Notebook Review: The Acer Aspire 3935

Woo woo. Or if you prefer, hubba hubba. The Acer Aspire 3935 is a brushed-metal slimline just 1-inch thick and just 4.2 pounds, including the DVD±RW drive missing from ultralight notebooks like Apple’s MacBook Air (and the Ethernet port and swappable battery missing from the Air as well).

No, it’s not quite as skinny and sexy as the Apple status symbol or Lenovo’s magnesium-alloy ThinkPad X301. But this 13.3-inch widescreen traveler is about half the price — $900 at Newegg and J&R.

And that’s not for a stripped-down model, either. The CPU is one of Intel’s up-to-date “Penryn” Core 2 Duos — the P7350, a 2.0GHz dual-core with 1066MHz front-side bus and 3MB of Level 2 cache — teamed with 3GB of quick DDR3 rather than more mundane DDR2 memory and an ample 250GB Toshiba hard disk, itself a lighter, cutting-edge 1.8-inch compact rather than a more mundane 2.5-inch model.
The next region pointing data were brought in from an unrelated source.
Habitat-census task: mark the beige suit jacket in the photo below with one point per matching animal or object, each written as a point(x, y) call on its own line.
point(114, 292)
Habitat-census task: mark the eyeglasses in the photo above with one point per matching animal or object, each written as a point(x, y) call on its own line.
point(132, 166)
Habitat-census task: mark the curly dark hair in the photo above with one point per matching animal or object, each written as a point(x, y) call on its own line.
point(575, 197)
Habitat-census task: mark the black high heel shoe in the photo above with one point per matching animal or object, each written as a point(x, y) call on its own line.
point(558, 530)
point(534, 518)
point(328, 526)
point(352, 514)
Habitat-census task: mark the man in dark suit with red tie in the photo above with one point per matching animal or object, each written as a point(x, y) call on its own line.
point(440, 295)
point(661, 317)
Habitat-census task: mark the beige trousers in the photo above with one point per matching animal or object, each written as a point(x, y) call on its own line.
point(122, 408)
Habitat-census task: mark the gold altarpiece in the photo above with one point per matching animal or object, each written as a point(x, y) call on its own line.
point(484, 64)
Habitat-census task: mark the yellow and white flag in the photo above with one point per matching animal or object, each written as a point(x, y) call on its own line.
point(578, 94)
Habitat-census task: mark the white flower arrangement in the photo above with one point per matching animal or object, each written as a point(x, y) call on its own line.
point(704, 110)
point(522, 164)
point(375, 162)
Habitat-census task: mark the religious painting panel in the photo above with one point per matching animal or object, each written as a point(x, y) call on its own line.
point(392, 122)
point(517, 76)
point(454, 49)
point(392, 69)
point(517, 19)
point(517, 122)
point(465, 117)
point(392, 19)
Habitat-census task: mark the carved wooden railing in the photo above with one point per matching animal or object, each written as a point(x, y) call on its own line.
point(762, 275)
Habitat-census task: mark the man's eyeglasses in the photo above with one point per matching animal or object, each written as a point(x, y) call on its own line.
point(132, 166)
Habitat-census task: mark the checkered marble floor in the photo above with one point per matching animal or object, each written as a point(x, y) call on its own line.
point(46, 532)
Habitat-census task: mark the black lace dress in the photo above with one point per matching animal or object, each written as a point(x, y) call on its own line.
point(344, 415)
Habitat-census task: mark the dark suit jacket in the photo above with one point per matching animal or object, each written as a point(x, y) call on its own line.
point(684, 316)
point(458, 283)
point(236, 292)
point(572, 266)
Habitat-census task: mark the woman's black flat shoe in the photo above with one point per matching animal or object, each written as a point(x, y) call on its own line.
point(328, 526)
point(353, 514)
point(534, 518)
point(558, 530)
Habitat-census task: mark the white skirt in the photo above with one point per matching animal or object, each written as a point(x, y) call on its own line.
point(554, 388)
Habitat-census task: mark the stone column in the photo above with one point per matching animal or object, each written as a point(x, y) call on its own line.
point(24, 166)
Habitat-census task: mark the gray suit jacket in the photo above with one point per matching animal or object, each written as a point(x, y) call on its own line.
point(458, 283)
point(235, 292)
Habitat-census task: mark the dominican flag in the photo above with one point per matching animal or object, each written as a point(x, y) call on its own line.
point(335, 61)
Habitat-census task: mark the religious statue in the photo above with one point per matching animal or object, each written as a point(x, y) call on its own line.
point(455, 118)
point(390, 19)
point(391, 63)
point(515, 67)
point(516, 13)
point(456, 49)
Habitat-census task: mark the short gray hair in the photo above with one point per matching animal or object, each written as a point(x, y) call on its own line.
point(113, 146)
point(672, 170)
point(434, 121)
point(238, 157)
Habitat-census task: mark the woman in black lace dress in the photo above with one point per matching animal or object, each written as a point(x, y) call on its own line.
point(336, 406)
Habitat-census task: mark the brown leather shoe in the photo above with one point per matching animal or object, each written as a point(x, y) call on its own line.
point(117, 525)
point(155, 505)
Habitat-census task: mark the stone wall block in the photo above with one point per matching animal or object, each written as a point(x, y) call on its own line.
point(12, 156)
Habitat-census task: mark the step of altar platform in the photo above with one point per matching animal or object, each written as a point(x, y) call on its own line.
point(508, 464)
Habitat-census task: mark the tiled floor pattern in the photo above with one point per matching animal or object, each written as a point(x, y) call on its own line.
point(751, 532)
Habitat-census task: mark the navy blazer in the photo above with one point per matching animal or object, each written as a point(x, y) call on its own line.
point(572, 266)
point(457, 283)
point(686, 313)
Both Bluetooth and 802.11 draft-N Wi-Fi wireless are built in, as are a fingerprint reader and Webcam. The 32-bit version of Windows Vista Home Premium anchors a software bundle that includes 60-day trial versions of McAfee Security Center and Microsoft Office Home & Student 2007; NTI Backup Now and Media Maker; the eSobi RSS-feed reader and Orion instant-messaging client; and Acer’s (really CyberLink’s) Arcade Deluxe, an alternative to Windows Media Center for enjoying DVDs, photos, and music. There’s also a handy window-tiling utility dubbed GridVista that makes it easy to arrange, say, one application on the laptop’s LCD while two others share a split-screen external monitor.